There is no evidence that quartz countertops cause cancer. The biggest cancer concern with quartz is silica dust exposure to fabricators and installers. But for homeowners, quartz countertops purchased prefabricated do not release harmful silica dust. Radon levels are also below EPA safety thresholds.
Do quartz countertops emit radiation?
All stones contain trace levels of radiation, but quartz emits radiation at extremely low levels. Quartz contains barely detectable amounts of radioactive uranium, typically averaging around 10 Bq/kg. This is far below granites, which can emit over 200 Bq/kg. At these low quartz levels, radiation exposure is negligible.

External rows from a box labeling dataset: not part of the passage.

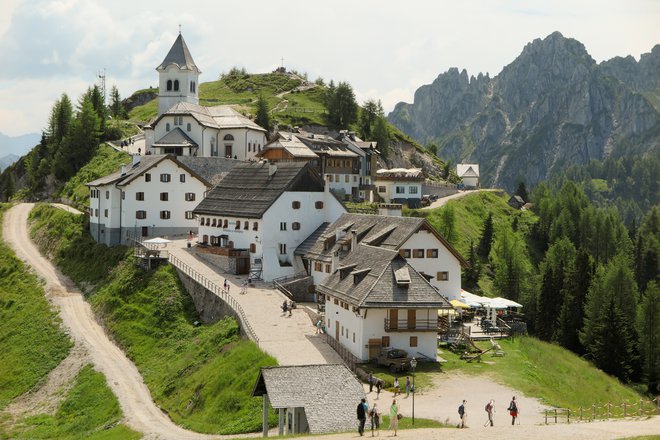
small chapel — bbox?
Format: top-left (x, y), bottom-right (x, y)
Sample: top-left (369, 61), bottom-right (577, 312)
top-left (144, 32), bottom-right (267, 160)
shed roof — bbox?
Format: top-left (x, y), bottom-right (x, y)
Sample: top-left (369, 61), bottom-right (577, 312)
top-left (252, 365), bottom-right (365, 434)
top-left (193, 162), bottom-right (325, 218)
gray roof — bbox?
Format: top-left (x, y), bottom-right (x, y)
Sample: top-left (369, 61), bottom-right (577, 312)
top-left (86, 154), bottom-right (211, 187)
top-left (252, 365), bottom-right (366, 434)
top-left (177, 156), bottom-right (243, 186)
top-left (193, 162), bottom-right (325, 218)
top-left (316, 244), bottom-right (452, 309)
top-left (156, 33), bottom-right (201, 73)
top-left (296, 213), bottom-right (467, 266)
top-left (153, 127), bottom-right (198, 147)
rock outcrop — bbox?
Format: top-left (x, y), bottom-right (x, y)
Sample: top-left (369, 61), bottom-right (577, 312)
top-left (388, 32), bottom-right (660, 190)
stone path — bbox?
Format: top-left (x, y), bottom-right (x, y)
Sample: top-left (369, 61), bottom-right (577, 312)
top-left (167, 240), bottom-right (342, 365)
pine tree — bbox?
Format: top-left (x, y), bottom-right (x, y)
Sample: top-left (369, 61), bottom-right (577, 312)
top-left (477, 213), bottom-right (493, 259)
top-left (254, 94), bottom-right (273, 131)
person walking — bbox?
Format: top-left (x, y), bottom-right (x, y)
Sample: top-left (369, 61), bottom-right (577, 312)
top-left (484, 399), bottom-right (495, 426)
top-left (507, 396), bottom-right (518, 425)
top-left (357, 399), bottom-right (368, 436)
top-left (369, 403), bottom-right (380, 437)
top-left (390, 399), bottom-right (399, 436)
top-left (456, 400), bottom-right (467, 428)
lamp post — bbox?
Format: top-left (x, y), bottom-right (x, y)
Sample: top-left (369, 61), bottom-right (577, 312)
top-left (410, 358), bottom-right (417, 426)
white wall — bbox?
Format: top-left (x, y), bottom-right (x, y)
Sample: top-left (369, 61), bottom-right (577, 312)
top-left (399, 230), bottom-right (461, 300)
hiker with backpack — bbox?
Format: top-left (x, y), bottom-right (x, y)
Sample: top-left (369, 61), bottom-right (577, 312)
top-left (484, 399), bottom-right (495, 426)
top-left (507, 396), bottom-right (520, 425)
top-left (456, 400), bottom-right (467, 428)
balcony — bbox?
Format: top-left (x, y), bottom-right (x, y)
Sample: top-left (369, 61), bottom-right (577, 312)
top-left (385, 318), bottom-right (442, 333)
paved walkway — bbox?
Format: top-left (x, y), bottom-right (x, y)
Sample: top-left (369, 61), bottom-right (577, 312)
top-left (167, 240), bottom-right (342, 365)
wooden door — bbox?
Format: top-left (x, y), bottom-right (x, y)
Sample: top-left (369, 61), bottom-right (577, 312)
top-left (408, 310), bottom-right (417, 330)
top-left (390, 309), bottom-right (399, 330)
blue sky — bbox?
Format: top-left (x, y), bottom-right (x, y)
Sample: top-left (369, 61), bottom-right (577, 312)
top-left (0, 0), bottom-right (660, 136)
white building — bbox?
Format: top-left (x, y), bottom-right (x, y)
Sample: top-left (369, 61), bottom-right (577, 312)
top-left (144, 34), bottom-right (267, 160)
top-left (456, 163), bottom-right (479, 189)
top-left (317, 243), bottom-right (452, 361)
top-left (194, 162), bottom-right (345, 281)
top-left (375, 168), bottom-right (424, 208)
top-left (296, 213), bottom-right (467, 300)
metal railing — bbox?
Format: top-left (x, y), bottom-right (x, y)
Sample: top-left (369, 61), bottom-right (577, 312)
top-left (169, 254), bottom-right (259, 345)
top-left (544, 396), bottom-right (660, 425)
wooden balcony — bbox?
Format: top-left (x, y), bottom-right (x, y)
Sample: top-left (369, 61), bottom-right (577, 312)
top-left (385, 318), bottom-right (442, 333)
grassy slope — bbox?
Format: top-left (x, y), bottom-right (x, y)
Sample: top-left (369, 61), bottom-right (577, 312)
top-left (30, 206), bottom-right (276, 434)
top-left (59, 144), bottom-right (131, 210)
top-left (442, 337), bottom-right (642, 410)
top-left (11, 365), bottom-right (141, 440)
top-left (0, 205), bottom-right (72, 409)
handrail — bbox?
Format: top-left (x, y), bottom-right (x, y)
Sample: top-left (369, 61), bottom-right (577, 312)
top-left (169, 254), bottom-right (259, 346)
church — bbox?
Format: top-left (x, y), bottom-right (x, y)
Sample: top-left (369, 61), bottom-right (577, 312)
top-left (144, 33), bottom-right (267, 160)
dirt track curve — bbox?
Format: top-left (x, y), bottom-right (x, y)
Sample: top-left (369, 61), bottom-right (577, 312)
top-left (3, 203), bottom-right (254, 440)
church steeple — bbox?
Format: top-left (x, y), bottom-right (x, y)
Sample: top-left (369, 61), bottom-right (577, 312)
top-left (156, 31), bottom-right (202, 115)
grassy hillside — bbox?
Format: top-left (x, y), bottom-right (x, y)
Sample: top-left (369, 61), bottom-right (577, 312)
top-left (0, 204), bottom-right (72, 410)
top-left (442, 337), bottom-right (643, 410)
top-left (9, 365), bottom-right (141, 440)
top-left (58, 144), bottom-right (131, 210)
top-left (32, 206), bottom-right (276, 434)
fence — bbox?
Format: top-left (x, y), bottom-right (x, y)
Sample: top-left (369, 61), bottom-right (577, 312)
top-left (544, 396), bottom-right (660, 425)
top-left (169, 254), bottom-right (259, 345)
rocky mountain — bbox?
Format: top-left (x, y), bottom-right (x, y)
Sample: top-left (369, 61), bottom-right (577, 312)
top-left (388, 32), bottom-right (660, 190)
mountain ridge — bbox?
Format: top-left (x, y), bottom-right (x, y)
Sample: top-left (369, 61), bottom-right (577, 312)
top-left (388, 32), bottom-right (660, 191)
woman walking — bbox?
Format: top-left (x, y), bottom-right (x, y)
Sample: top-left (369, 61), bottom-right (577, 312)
top-left (390, 399), bottom-right (399, 436)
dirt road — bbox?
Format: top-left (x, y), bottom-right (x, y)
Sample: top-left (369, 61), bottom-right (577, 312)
top-left (3, 204), bottom-right (249, 440)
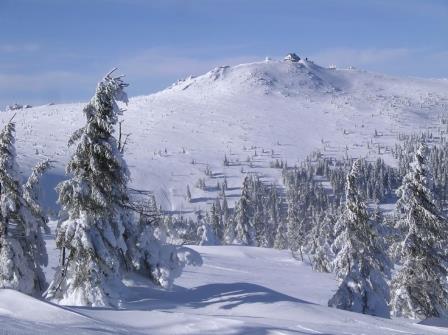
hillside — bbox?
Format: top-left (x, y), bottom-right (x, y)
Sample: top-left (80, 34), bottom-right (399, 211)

Should I seal my quartz countertops?
Sealing quartz countertops is recommended to minimize pores where bacteria can accumulate. Look for food-safe sealants approved for use on quartz. Reapply annually. Sealing also makes quartz more stain-resistant.
How long does off-gassing of VOCs last with quartz?
Off-gassing of VOCs is most noticeable in the first few days after quartz installation. With proper ventilation, VOC levels substantially decrease within 3-4 weeks. Selecting low or no-VOC quartz further minimizes this concern.
Is quartz more sanitary than granite?
Quartz’s non-porous surface makes it more stain and bacteria-resistant than natural stone. However, granite and other stones can approach quartz’s sanitation if properly sealed. Regardless of material, all countertops should be cleaned regularly.
While no material is perfectly risk-free, quartz countertops present minimal health hazards for homeowners when properly maintained. With simple precautions like ventilation, low-VOC varieties, sealing and non-toxic cleaners, quartz makes an excellent choice for durable, hygienic and stylish kitchen countertops. Selecting quality prefabricated slabs handled by professionals also avoids any risks from cutting and fabrication. For most homeowners, the benefits of quartz outweigh negligible concerns. With proper care, quartz countertops are safe to enjoy in your home.